С кунгаса бросили конец. Ринтына оттолкнули, десятки рук схватились за веревку и подтянули кунгас к берегу.
Калькерхин подталкивал в спину Ринтына, но толпа, хлынувшая к кунгасу, оттеснила мальчиков. Ринтын ничего не мог увидеть за чужими спинами. Он только слышал визгливый голос тети Рытлины.
Наконец толпа расступилась, и на берег вышел отчим в негнущемся кожаном пальто, а рядом с ним мать. Сбоку, семеня, путаясь ногами в полах нарядной кухлянки, шла тетя Рытлина. Лицо ее сияло радушием и счастьем. Ринтына это удивило: ведь только вчера она грозилась, что не пустит Гэвынто к себе в ярангу, а теперь похоже, что сама их тащит к себе домой. Эти взрослые хуже маленьких детишек! Сзади всех, нагруженный чемоданами, шел дядя Кмоль.

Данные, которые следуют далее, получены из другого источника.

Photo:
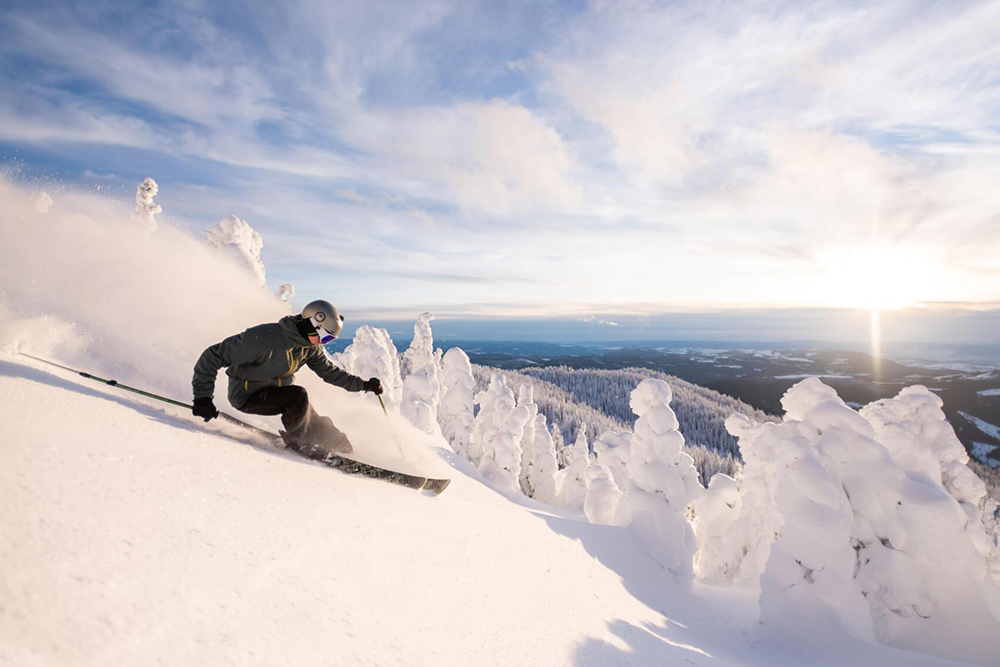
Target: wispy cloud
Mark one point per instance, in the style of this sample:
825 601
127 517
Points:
682 154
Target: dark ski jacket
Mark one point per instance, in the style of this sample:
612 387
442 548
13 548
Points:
267 355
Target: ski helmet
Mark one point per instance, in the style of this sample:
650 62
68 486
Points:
324 315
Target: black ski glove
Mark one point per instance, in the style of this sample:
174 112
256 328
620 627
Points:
205 408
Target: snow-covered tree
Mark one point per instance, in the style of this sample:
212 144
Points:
501 462
543 468
597 400
145 208
603 495
525 397
499 427
735 534
573 479
495 405
846 533
238 240
286 292
713 515
421 388
373 354
913 427
662 482
456 409
612 451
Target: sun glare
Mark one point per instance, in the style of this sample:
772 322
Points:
876 278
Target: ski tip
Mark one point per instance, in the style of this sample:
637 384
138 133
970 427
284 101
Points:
436 486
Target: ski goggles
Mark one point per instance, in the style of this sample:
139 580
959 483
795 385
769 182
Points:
324 335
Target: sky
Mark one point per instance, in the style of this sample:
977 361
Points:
607 163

Калькерхин смелее толкнул в бок Ринтына и, показывая на чемоданы, сказал:
– Видишь? Иди домой.
– Подожди,– отмахнулся от него Ринтын. Он загляделся на других приезжих.
По широкой доске, переброшенной с кунгаса на берег, шел высокий красивый мужчина. Он поддерживал толстую старушку, закутанную в теплый платок. Старушка осторожно ступала по доске, опираясь на палку.

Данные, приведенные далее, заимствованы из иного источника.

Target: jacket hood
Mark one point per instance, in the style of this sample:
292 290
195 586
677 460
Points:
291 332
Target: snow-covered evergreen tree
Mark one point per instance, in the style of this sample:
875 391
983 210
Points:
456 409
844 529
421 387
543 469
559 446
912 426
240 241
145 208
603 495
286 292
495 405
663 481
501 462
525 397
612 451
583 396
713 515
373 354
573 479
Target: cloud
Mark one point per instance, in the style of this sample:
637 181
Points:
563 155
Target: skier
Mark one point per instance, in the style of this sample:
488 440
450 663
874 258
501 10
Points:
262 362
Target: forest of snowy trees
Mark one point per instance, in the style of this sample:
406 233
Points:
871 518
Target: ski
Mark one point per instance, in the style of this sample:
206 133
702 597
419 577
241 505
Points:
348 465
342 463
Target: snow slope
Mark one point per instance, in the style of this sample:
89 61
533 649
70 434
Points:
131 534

Вслед за ними по доске сбежал белоголовый великан. В одной руке он нес большой узел, а другой держал за руку мальчика, такого же белоголового, как он сам.
– Смотрите, он совсем седой, как старуха Пээп,– сказал Ринтын.
– Он не седой. У него такие волосы, русский,– авторитетно сказал Калькерхин. Не соглашаться с ним было опасно: мог прибить.
Тем временем белоголовый мальчуган, оглядев кучку чукотских ребят, двинулся к ним, сковыривая носком ботинка мелкую прибрежную гальку. Ребята замолчали, уставившись на него. Калькерхин выпрямился и выступил вперед.
– Траста! – поздоровался он с мальчиком и потряс ему руку.
Русский мальчик улыбнулся и тихо сказал:
– А меня зовут Петя.
– Макасин, купи писец, карпун, чай пить, лахтак,– разом выложил Калькерхин свой запас русских слов, бросая торжествующие взгляды в сторону товарищей.
Все молча ждали ответа.
Петя засмеялся и дотронулся рукой до ножа, висевшего у Калькерхина на поясе.
– Это настоящий?
Калькерхин, не переставая говорить “по-русски”, отцепил ножны и прикрепил их к пуговице на куртке ошеломленного Пети. Русскому мальчику, должно быть, понравился нож. Он вытащил его из ножен и залюбовался блестящим острым лезвием. Не желая отставать от Калькерхина, и Аккай пошарил за пазухой и достал пращу. Ринтын преподнес русскому мальчику фигурку белого медведя, срезанную с яранги старухи Пээп, где медведь провел много лет, отгоняя злых духов. Петя был рад подаркам. Он даже покраснел.
Внимание ребят целиком переключилось на белоголового мальчика. Он был куда интереснее работников полярной станции, сошедших с кунгаса большой гурьбой. Аккай жестами объяснял, как нужно пользоваться пращой, но Петя то и дело вынимал нож, разглядывал рукоятку из моржового клыка в виде медвежьей головы.
– Откуда у тебя нож? – раздался вдруг крик.
Ребята обернулись на голос и увидели мчащуюся на них незнакомую женщину. Это была Петина мать. Увидев нож в руках сына, она, должно быть, подумала, что он хочет кого-то зарезать. Иначе она бы так не кричала.